Music Video of the Day: Don’t You Want Me by The Human League (1981, directed by Steve Barron)


Inspired by a story that the Human League’s Phil Oakley read in a teen-girl’s magazine, Don’t You Want Me is a song not about love but instead a song about two people battling for control.  While the song was originally conceived as being a male solo, Oakley made the last-minute decision to turn it into a duet, with Susan Ann Sulley taking on the role of the girl who once worked in a cocktail bar but always knew she was meant for a much better life.

After the song was recorded, Oakley disliked it because he felt that the song’s sound was too “poppy” and he was not happy when Virgin decided to release Don’t You Want Me as the fourth single off of The Human League’s third studio album, Dare!  Despite Oakley’s misgivings, Don’t You Want Me went on to become the band’s biggest hit and one of its signature songs.

(As of 2014, Phil Oakley still didn’t think much of the song.  In an interview with Classic Pop Magazine, Oakley said, “‘Don’t You Want Me‘ might have shifted gazillions, but either I’ve heard it too many times or the rest of Dare! is just so far ahead that it puts it in the shade.
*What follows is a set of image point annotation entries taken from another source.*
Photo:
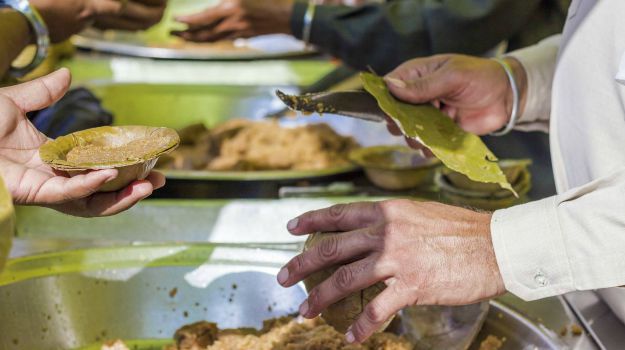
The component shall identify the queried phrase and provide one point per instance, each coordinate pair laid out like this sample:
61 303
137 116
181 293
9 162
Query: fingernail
349 337
292 225
111 177
283 275
396 82
303 309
Still, it made the band.”)

The music video was shot at a time when MTV was still in its infancy and many people weren’t even sure what a music video was supposed to be.  Filmed on a cold, rainy night in Slough, Berkshire, the video featured Phil Oakley as a director and Susan Ann Sulley as the actress who walks out on him during the filming of a murder-mystery.  Director Steve Barron used 35mm film, giving the video a richly cinematic look that was unusual for the music videos of the time.  Reportedly, Barron was influenced by Truffaut’s Day For Night, which is why the clapper board features the inscription, Le League Humain.

The video not only helped to make the song a hit but it also did the same for MTV itself.  At a time when many were still wondering if people would actually watch MTV, the popularity of this video gave them a reason to do just that.  The video proved that music videos didn’t have to just be bland performance clips.  Instead, like any film, a music video could tell a story of its very own.

Don’t You Want Me was the 1981 Christmas number one in the UK, where it has sold over 1,560,000 copies, making it the 23rd most successful single in the history of the UK Singles Chart.  In 2015, in an ITV poll, it was voted the 7th most popular number one single of all time.

One response to “Music Video of the Day: Don’t You Want Me by The Human League (1981, directed by Steve Barron)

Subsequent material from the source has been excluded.